“Ye could have warned me,” she said at last.
Duncan’s mouth curved slowly. “And miss the surprise?”
Elaina opened her mouth, clearly ready to deliver a very sharp reply. But the words never quite came. Now that she stood in front of him again, far too close, he felt the same pull he had been fighting all morning return with renewed strength.
He had held her only moments ago. His hands had closed around her waist so easily, lifting her as though she weighed nothing at all. He could still feel the warmth of her through the fabric of her gown and the quick intake of her breath when the ground had disappeared beneath her feet.
And to his own surprise, he wanted to touch her again. The realization struck him like cold water.
Duncan went very still. His gaze dropped briefly to the hawthorn blossoms in her hands, to the soft white petals she had gathered, before returning to her face.
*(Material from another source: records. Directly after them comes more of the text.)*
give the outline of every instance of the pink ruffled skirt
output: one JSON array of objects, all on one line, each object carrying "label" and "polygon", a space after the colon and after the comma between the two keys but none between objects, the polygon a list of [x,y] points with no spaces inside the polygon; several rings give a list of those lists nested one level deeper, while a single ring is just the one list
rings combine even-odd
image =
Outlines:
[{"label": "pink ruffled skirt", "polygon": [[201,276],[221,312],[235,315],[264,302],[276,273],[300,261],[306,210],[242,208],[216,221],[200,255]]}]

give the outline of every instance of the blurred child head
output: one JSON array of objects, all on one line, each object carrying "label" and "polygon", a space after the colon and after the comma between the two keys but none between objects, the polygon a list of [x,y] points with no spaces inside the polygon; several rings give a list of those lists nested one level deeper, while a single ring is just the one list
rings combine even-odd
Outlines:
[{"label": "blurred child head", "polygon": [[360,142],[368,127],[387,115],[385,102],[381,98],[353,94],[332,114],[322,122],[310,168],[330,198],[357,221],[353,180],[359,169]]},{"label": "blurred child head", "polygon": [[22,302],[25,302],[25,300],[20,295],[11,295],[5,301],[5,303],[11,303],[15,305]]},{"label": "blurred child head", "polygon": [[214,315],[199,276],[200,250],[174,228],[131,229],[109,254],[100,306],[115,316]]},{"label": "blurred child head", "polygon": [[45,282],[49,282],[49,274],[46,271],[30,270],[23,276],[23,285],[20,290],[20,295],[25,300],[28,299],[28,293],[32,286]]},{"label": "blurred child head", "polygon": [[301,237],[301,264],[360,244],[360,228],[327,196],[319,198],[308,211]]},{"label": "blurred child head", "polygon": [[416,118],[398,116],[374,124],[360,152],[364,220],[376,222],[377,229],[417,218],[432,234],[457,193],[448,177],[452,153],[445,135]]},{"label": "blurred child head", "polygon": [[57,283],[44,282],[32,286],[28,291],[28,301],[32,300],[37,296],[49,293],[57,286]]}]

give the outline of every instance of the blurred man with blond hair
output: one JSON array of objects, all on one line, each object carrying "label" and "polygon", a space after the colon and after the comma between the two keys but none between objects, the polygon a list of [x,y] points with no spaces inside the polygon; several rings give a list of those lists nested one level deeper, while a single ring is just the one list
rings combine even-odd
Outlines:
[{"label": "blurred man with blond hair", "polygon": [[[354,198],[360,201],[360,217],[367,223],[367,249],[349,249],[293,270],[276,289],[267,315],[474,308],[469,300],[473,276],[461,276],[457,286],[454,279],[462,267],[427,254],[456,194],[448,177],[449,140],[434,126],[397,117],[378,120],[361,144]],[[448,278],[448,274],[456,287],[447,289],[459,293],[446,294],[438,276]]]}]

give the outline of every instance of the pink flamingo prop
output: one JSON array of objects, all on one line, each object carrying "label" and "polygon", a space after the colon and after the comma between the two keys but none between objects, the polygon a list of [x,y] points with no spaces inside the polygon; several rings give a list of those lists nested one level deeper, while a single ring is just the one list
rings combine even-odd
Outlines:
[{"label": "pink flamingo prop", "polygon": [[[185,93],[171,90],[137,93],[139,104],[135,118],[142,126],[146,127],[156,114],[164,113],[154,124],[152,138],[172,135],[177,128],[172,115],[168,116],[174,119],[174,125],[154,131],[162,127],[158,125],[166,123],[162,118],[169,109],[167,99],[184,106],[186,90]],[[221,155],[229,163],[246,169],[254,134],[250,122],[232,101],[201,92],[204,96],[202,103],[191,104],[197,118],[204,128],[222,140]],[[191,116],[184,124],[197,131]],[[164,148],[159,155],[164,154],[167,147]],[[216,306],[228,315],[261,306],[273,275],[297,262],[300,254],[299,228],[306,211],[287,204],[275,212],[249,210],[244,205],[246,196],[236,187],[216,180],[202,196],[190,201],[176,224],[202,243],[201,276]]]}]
For one dangerous moment he considered reaching out, just to brush away one of the petals caught in the fabric of her sleeve, just to feel…
Nay.
Duncan stepped back. The movement was abrupt enough that Elaina blinked in surprise. He turned slightly away from her, dragging a hand across the back of his neck as he forced himself to breathe steadily again.
The forest seemed suddenly very quiet around them. A distant bird called somewhere deeper among the trees, and the horse shifted softly behind him.
Without quite meaning to, the words slipped out.
“Me maither loved fresh flowers.”
Elaina didn’t say anything. Duncan did not look at her as he continued.
“She used tae keep them in every room of the castle.” His voice had lowered slightly now. “Wildflowers, mostly. Whatever grew nearby.”
He glanced briefly toward the hawthorn tree.
“Hawthorn sometimes. Heather when it was in bloom.”
Elaina listened without interrupting.
“I used tae gather them fer her,” he revealed. “When I was younger.”
The memory surfaced with surprising clarity: the early mornings, the damp grass beneath his boots, his mother’s laughter when he returned with his arms full of uneven, tangled bouquets.
“She always pretended they were the finest flowers she had ever seen.”
A faint smile touched the corner of his mouth.
“She had a remarkable talent fer that.”
“She sounds like a kind woman,” Elaina spoke softly.
Duncan nodded once. “She was.”
A brief silence settled between them. The breeze stirred through the hawthorn branches above, sending a few pale petals drifting slowly toward the forest floor. Somewhere deeper among the trees a bird called once, sharp and distant, before the woods grew quiet again.
Duncan expected the moment to pass. Instead, Elaina lowered her gaze to the small cluster of blossoms still in her hands.
“Me maither died as well,” she confessed quietly.
Duncan looked at her. The words had been spoken simply, without ceremony, yet something in her voice made them feel heavier.
“She died some years ago,” Elaina continued, her fingers turning the delicate hawthorn stem absentmindedly. “And afterward…the world feltdifferent.” She paused, searching for the right words. “Emptier.”
He understood that feeling too well, the way a place could remain the same, with the same walls, the same rooms and the same people moving through their daily routines, and yet everything within it felt altered beyond recognition.
Duncan cleared his throat softly. “Aye.”